As explained in the previous section, we have conducted a number of different experiments to understand to what extent timeprints can be used for author identification and for alias matching. In this section we describe the individual experiments in further detail and present the obtained results.
Experiments on author identification
In our first experiment, we have varied the number of potential authors from 200 to 1000 in steps of 200 as explained above. First, we have randomly divided a user’s posts among its five sub-users. After this, we have used tenfold cross validation in which a Naive Bayes and a support vector machine have been trained and evaluated. We have then compared the obtained accuracies for the Naive Bayes and support vector machine classifiers. The results from the experiment are reported in Fig. 3 using the labels NBRand and SVMRand. Next, we have repeated the same experiment again, but this time we have distributed the posts sequentially among the five sub-users, rather than to distribute them randomly. These results are reported in Fig. 3 using the labels NBSeq and SVMSeq. Now, what is the reason for studying the effect of the way the sub-users are selected on the obtained results? The explanation to this is that it is hard to know exactly how someone would make use of several aliases. Would they first make a post using one of their aliases, then switch to a second, and so on? Would they first write a large number of posts using one account, then switch to the next, and so on? The answer is probably neither, and the exact behaviour is probably very different for different individuals and different purposes for why multiple aliases are used in the first place. For this reason, the sequential and random splits of posts are intended to be seen as two extreme points, where the sequential way of dividing the posts into sub-users is intended to give an upper bound on the classification accuracy that can be expected when using timeprints, while the random way of dividing posts is more challenging for the classifier and can be seen as a lower bound on what classification accuracy that can be obtained. In reality, we would expect the accuracy to be somewhere between these upper and lower bounds, depending on the individual and what she is using the multiple aliases for.

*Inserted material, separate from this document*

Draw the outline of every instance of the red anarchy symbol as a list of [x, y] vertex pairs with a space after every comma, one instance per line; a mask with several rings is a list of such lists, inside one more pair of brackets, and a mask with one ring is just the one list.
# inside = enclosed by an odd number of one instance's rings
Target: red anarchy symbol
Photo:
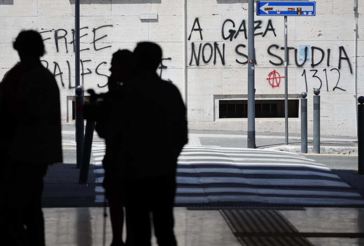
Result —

As can be seen when studying the results in Fig. 3, both classifiers perform well on the classification task, especially the SVM classifier. For 200 users the SVM classifier is achieving \(100\,\%\) accuracy on the sequentially generated data and the NB classifier is not far away from this result either. On larger problem instances, the SVM classifier is consistently outperforming the NB classifier with approximately 5–20\(\,\%\) higher accuracy, but this comes with a price. The training and evaluation phase of the NB classifier took a few minutes while the last steps took days to perform for the SVM classifier on the standard computer we used for the experiments, due to the large number of classes.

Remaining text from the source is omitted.